When it’s smaller amounts, Paypal will take a bigger cut as a fee. Patreon is a blanket 4%. But ultimately, it’s whatever is most convenient for you.

They don’t have any mechanism for one-time pledges. Patreon is built on patronage commitments instead of one-time donations. However, anyone can pledge and then delete his pledge after getting billed on the first of the month. Like rent, Patreon charges on the first of every month.

It took me a moment to parse what you were saying. I briefly thought you were either a Star Citizen believer (hi, Ryan Kelly, we love you!) or you were wishing me ill health. But, yes, I get what you’re saying now! Thank you.

I know just enough from P&R to be appreciate this comment! :)

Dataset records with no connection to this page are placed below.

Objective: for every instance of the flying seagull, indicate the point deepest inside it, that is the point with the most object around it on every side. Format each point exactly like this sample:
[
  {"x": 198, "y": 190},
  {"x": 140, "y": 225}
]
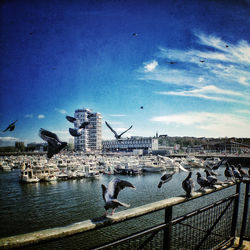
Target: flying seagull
[
  {"x": 54, "y": 144},
  {"x": 188, "y": 185},
  {"x": 118, "y": 137},
  {"x": 111, "y": 192},
  {"x": 84, "y": 125},
  {"x": 71, "y": 119},
  {"x": 75, "y": 131},
  {"x": 11, "y": 127},
  {"x": 165, "y": 178}
]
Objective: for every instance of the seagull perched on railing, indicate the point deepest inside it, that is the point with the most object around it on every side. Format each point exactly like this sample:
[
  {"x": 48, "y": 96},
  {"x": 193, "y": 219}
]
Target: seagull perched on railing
[
  {"x": 242, "y": 171},
  {"x": 202, "y": 181},
  {"x": 212, "y": 180},
  {"x": 236, "y": 173},
  {"x": 188, "y": 185},
  {"x": 54, "y": 144},
  {"x": 11, "y": 127},
  {"x": 111, "y": 192},
  {"x": 118, "y": 137},
  {"x": 165, "y": 178},
  {"x": 228, "y": 173}
]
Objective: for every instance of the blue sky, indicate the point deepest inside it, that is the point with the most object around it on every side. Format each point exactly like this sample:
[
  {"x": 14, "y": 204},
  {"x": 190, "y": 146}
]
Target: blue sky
[{"x": 58, "y": 56}]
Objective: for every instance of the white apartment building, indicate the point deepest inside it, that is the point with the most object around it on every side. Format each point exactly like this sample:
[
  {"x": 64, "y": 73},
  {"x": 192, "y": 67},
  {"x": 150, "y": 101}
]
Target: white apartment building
[
  {"x": 91, "y": 138},
  {"x": 133, "y": 143}
]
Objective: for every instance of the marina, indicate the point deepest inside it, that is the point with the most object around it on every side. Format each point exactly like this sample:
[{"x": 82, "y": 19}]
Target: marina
[{"x": 59, "y": 203}]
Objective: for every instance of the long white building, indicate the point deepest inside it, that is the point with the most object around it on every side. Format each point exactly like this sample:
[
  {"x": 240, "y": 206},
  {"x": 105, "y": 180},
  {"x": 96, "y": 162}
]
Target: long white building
[
  {"x": 91, "y": 138},
  {"x": 148, "y": 144}
]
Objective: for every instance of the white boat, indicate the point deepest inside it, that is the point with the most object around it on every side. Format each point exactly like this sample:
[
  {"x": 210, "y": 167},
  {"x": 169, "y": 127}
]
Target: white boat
[
  {"x": 4, "y": 166},
  {"x": 91, "y": 172},
  {"x": 27, "y": 175},
  {"x": 152, "y": 169}
]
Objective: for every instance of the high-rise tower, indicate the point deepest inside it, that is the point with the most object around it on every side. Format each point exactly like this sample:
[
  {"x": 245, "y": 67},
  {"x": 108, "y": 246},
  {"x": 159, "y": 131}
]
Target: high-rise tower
[{"x": 91, "y": 138}]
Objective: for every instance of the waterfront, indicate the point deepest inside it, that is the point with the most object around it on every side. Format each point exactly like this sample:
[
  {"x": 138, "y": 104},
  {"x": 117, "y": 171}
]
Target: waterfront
[{"x": 30, "y": 207}]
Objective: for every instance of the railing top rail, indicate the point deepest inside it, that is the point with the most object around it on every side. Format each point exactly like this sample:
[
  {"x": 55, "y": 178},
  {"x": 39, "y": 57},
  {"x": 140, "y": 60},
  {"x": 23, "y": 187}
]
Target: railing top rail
[{"x": 87, "y": 225}]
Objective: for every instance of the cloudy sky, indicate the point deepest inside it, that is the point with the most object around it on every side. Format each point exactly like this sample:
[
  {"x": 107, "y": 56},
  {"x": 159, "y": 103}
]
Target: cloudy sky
[{"x": 186, "y": 62}]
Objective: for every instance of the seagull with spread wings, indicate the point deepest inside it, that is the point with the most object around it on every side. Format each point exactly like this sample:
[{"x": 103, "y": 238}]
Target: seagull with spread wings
[
  {"x": 54, "y": 144},
  {"x": 111, "y": 192},
  {"x": 118, "y": 137},
  {"x": 11, "y": 127}
]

I’ll look into those, but it might be more trouble than it’s worth. And I would feel weird about having a whole mess of donation nags, even if the goal is convenience. Right now, I’d rather just stick with PayPal and Patreon. By the way, we also get a cut of anyone who buys stuff on Amazon.com using our link on the front page, but that’s a bird-dog fee that no one minds because it doesn’t cost them anything.

Good lord, would you just move out of the boonies already? And not for the purposes of any donation stuff, but because your life sounds like an ongoing nightmare of poor internet connectivity.

Last year, I took a dork vacation by visiting Bruce Geryk for a few days. He had a copy of Starship Troopers. An actual physical hold-it-in-my-hands copy. That’s what brought back all the memories and made me realize that was my first contact with boardgaming that wasn’t something like Life or Monopoly or whatever. Unfortunately, from going through Bruce’s copy and perusing the PDF manual, Starship Troopers doesn’t look like anything I’d ever want to actually play. As I’ve said elsewhere, we didn’t invent boardgames that don’t suck until ten years ago.

Quoted a movie that Starship Troopers purists probably hate? :) But as a Veerhoven apologist, I approve. I watched Starship Troopers and all the sequels – did you know there’s even a cartoon sequel? – last year. They’re all godawful except for Veerhoven’s original, which holds up as his most sly political commentary after Robocop.